Production of Cells from a Stromal Vascular Fraction (SVF)

[0110] A 1 liter fraction from tumescent liposuction of subcutaneous abdominal or hip fat was taken and prepared for example using the established PureGraft method (Cytori GmbH, Switzerland). This involved centrifugation and concentration in order to remove the tumescent solution. Digestion was then performed for 60 min at 37 C. in 0.15% (w/v) collagenase NB 6 GMP grade from Clostridium histolyticum (0.12 U/mg collagenase; SERVA Electrophoresis GmbH) diluted in phosphate-buffered saline (PBS; Gibco). After centrifugation at 180 g for 10 minutes, the lipid-rich layer was discarded and the cell pellet washed once with PBS. Erythrocytes were then dissolved by 2 minutes' incubation in lysis buffer (0.15 M ammonium chloride, Sigma-Aldrich).

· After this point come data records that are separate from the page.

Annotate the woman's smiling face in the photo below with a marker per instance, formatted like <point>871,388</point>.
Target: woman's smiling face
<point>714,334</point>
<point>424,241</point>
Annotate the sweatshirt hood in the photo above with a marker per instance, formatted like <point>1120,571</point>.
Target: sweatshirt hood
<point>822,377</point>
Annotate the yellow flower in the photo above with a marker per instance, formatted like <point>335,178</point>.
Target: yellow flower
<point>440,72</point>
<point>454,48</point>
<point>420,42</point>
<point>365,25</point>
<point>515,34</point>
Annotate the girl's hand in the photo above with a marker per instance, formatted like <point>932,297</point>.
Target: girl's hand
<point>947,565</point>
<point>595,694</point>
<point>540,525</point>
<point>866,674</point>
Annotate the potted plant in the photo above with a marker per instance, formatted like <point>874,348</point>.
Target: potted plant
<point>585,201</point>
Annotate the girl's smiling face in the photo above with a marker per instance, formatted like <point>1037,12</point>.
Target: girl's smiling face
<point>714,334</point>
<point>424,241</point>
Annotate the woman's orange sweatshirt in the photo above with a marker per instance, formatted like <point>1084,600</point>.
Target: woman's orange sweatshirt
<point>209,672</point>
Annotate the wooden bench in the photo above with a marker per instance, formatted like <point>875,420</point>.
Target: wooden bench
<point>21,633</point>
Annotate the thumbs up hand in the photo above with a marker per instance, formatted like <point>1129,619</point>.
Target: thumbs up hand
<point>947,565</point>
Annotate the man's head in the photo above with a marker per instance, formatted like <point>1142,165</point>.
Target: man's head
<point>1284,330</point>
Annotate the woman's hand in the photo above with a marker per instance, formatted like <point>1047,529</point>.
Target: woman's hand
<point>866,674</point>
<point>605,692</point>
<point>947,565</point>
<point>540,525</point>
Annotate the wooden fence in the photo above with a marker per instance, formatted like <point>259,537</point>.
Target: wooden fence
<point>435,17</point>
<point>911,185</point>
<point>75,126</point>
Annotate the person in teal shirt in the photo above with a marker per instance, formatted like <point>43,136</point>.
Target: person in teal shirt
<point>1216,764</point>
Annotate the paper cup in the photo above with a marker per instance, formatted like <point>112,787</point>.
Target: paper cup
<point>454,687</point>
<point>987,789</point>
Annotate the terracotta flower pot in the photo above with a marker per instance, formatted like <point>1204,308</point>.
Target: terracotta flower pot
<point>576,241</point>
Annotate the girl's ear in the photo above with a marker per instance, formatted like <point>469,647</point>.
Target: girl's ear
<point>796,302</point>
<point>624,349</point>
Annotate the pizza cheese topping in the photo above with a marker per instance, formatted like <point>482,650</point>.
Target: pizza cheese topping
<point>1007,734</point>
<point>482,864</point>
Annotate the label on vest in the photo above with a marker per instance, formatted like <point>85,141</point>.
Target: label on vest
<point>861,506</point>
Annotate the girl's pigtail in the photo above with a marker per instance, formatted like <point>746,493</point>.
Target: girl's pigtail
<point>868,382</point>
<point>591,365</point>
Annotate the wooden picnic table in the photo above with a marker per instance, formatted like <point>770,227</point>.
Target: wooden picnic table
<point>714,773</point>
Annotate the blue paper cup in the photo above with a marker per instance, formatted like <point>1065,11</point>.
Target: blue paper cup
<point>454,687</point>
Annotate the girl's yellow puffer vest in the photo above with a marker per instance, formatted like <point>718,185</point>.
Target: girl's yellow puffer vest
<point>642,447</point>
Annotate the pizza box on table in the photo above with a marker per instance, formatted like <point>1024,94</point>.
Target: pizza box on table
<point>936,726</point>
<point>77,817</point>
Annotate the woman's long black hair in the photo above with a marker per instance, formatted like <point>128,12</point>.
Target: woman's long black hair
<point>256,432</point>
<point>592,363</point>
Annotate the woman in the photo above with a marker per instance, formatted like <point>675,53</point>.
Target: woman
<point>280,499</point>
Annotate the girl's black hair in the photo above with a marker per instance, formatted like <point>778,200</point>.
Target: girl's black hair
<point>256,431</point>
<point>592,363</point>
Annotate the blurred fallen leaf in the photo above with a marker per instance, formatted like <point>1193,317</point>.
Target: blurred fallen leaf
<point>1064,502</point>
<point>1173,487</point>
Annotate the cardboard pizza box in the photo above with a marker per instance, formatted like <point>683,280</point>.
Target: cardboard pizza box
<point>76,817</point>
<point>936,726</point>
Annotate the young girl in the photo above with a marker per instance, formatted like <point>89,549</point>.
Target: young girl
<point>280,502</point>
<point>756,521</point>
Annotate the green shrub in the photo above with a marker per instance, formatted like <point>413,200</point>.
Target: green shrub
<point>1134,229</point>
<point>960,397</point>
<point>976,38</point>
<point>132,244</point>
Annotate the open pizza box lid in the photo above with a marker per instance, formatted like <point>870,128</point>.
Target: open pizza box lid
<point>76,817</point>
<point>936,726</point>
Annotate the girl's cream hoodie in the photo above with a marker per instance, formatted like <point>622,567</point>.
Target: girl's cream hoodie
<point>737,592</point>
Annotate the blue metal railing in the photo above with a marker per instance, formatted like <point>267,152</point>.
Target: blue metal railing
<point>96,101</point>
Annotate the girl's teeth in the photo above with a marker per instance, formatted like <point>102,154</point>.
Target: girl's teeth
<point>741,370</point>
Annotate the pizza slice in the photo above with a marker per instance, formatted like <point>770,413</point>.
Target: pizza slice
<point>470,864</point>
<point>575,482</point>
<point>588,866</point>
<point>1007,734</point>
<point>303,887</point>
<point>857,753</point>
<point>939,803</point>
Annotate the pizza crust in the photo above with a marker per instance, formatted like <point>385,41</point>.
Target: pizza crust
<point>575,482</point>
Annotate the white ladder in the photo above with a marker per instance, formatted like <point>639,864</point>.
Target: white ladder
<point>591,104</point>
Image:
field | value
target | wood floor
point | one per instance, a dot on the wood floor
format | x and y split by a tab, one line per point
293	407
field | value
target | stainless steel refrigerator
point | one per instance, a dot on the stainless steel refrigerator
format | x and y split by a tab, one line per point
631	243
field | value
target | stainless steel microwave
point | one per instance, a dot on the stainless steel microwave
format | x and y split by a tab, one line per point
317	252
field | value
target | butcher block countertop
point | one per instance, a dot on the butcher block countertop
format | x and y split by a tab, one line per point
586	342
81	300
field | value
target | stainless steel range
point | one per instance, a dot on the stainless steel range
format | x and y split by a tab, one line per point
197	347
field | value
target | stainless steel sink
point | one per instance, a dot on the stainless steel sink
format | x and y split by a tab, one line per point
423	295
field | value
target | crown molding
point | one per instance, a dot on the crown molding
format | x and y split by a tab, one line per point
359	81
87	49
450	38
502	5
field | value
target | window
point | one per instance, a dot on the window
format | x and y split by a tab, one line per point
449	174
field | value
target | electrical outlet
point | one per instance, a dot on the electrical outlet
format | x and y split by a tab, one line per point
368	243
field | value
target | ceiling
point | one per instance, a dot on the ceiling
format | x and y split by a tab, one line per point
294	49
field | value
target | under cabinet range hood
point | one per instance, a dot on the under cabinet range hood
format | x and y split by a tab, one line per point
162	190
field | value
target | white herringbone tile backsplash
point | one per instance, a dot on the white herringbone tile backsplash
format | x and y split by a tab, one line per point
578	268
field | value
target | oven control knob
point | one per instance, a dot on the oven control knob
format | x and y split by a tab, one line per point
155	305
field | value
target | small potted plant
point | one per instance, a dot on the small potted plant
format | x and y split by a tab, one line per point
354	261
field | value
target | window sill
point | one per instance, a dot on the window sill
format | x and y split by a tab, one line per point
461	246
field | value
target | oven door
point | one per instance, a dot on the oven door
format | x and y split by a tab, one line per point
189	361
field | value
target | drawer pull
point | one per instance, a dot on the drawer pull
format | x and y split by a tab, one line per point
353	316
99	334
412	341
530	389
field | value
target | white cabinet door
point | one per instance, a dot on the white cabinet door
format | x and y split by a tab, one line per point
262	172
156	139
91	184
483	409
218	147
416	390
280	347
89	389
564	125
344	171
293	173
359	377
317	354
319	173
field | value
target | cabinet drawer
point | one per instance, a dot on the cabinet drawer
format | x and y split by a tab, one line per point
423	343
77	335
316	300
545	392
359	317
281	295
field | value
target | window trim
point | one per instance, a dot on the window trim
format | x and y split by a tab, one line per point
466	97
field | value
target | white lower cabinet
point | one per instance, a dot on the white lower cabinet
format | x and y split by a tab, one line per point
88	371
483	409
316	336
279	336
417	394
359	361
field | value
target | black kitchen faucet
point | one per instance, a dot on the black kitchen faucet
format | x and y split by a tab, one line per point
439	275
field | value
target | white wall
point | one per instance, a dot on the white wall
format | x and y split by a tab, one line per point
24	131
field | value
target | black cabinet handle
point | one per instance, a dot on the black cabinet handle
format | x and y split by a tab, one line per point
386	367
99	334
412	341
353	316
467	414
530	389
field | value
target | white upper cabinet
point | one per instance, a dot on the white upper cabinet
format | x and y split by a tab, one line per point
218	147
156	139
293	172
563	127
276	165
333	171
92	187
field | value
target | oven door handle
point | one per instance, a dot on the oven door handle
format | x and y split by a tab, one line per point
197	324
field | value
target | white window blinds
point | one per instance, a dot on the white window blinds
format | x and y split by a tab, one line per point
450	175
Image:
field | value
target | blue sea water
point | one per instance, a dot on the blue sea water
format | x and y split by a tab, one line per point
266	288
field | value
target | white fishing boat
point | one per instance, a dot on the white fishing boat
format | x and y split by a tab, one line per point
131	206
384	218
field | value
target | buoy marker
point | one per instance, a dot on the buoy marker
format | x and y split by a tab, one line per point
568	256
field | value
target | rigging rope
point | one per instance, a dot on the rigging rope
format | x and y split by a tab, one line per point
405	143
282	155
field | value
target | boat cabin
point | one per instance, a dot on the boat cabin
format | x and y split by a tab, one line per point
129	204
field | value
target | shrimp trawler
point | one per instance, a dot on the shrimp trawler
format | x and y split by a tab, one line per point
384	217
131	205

The stromal vascular fraction (SVF) obtained was suspended in complete medium (CM, Gibco).

Production of a Skin Equivalent

[0111] The dermis equivalent was built up on the basis of a 2 mm thick collagen/elastin matrix (Matriderm, Dr. Suwelack Skin & Health Care AG). A piece was punched out using a round punch and transferred into a Transwell. This was coated on ice with a collagen I solution containing dermal fibroblasts. The silicone plunger with the cylinders was gently rotated. The gel was then polymerized for 15 min, after which it was transferred into a centrifuge. After centrifugation, the water was removed and the cavities formed were coated in succession with ECM and colonized with the hair follicle cells.